Protecting speaker identity is crucial for online voice applications, yet streaming speaker anonymization (SA) remains underexplored. Recent research has demonstrated that neural audio codec (NAC) provides superior speaker feature disentanglement and linguistic fidelity. NAC can also be used with causal language models (LM) to enhance linguistic fidelity and prompt control for streaming tasks. However, existing NAC-based online LM systems are designed for voice conversion (VC) rather than anonymization, lacking the techniques required for privacy protection. Building on these advances, we present Stream-Voice-Anon, which adapts modern causal LM-based NAC architectures specifically for streaming SA by integrating anonymization techniques. Our anonymization approach incorporates pseudo-speaker representation sampling, a speaker embedding mixing and diverse prompt selection strategies for LM conditioning that leverage the disentanglement properties of quantized content codes to prevent speaker information leakage. Additionally, we compare dynamic and fixed delay configurations to explore latency-privacy trade-offs in real-time scenarios. Under the VoicePrivacy 2024 Challenge protocol, Stream-Voice-Anon achieves substantial improvements in intelligibility (up to 46% relative WER reduction) and emotion preservation (up to 28% UAR relative) compared to the previous state-of-the-art streaming method DarkStream while maintaining comparable latency (180ms vs 200ms) and privacy protection against lazy-informed attackers, though showing 15% relative degradation against semi-informed attackers.

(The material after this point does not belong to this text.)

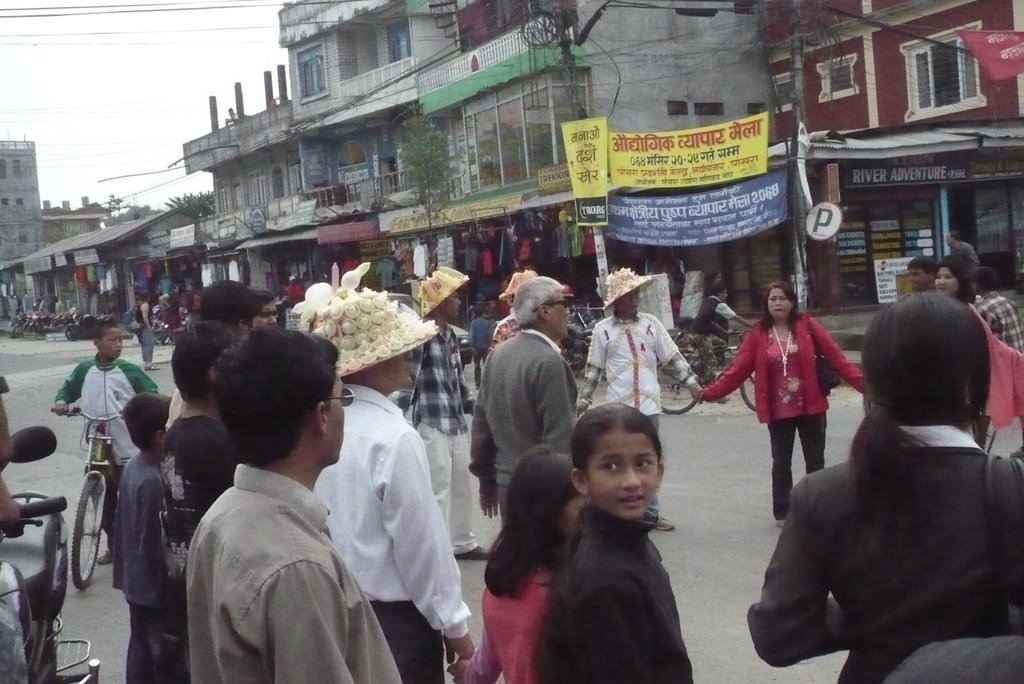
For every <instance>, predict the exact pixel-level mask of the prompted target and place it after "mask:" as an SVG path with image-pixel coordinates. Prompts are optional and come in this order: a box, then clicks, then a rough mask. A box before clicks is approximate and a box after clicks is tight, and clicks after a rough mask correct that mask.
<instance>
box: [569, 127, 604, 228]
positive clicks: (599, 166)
mask: <svg viewBox="0 0 1024 684" xmlns="http://www.w3.org/2000/svg"><path fill="white" fill-rule="evenodd" d="M562 142H563V144H564V145H565V159H566V160H567V163H568V166H569V181H570V182H571V183H572V195H573V196H575V204H577V223H578V224H580V225H604V224H606V223H607V222H608V119H607V118H606V117H597V118H595V119H581V120H580V121H568V122H566V123H564V124H562Z"/></svg>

翻译：保护说话人身份对于在线语音应用至关重要，然而流式说话人匿名化（SA）的研究仍显不足。近期研究表明，神经音频编解码器（NAC）能够提供优异的说话人特征解耦和语言保真度。NAC还可与因果语言模型（LM）结合使用，以增强流式任务中的语言保真度和提示控制能力。然而，现有的基于NAC的在线LM系统专为语音转换（VC）而非匿名化设计，缺乏隐私保护所需的技术。基于这些进展，我们提出了Stream-Voice-Anon，该系统通过集成匿名化技术，将现代基于因果LM的NAC架构专门适配于流式SA。我们的匿名化方法结合了伪说话人表征采样、说话人嵌入混合以及用于LM条件化的多样化提示选择策略，这些策略利用量化内容码的解耦特性来防止说话人信息泄露。此外，我们比较了动态与固定延迟配置，以探索实时场景中的延迟-隐私权衡。根据VoicePrivacy 2024挑战赛的评测协议，与先前最先进的流式方法DarkStream相比，Stream-Voice-Anon在可懂度（相对词错误率降低高达46%）和情感保留（相对未加权平均召回率提升高达28%）方面取得了显著提升，同时保持了相当的延迟（180ms对比200ms）以及对惰性知情攻击者的隐私保护能力，尽管在面对半知情攻击者时显示出15%的相对性能下降。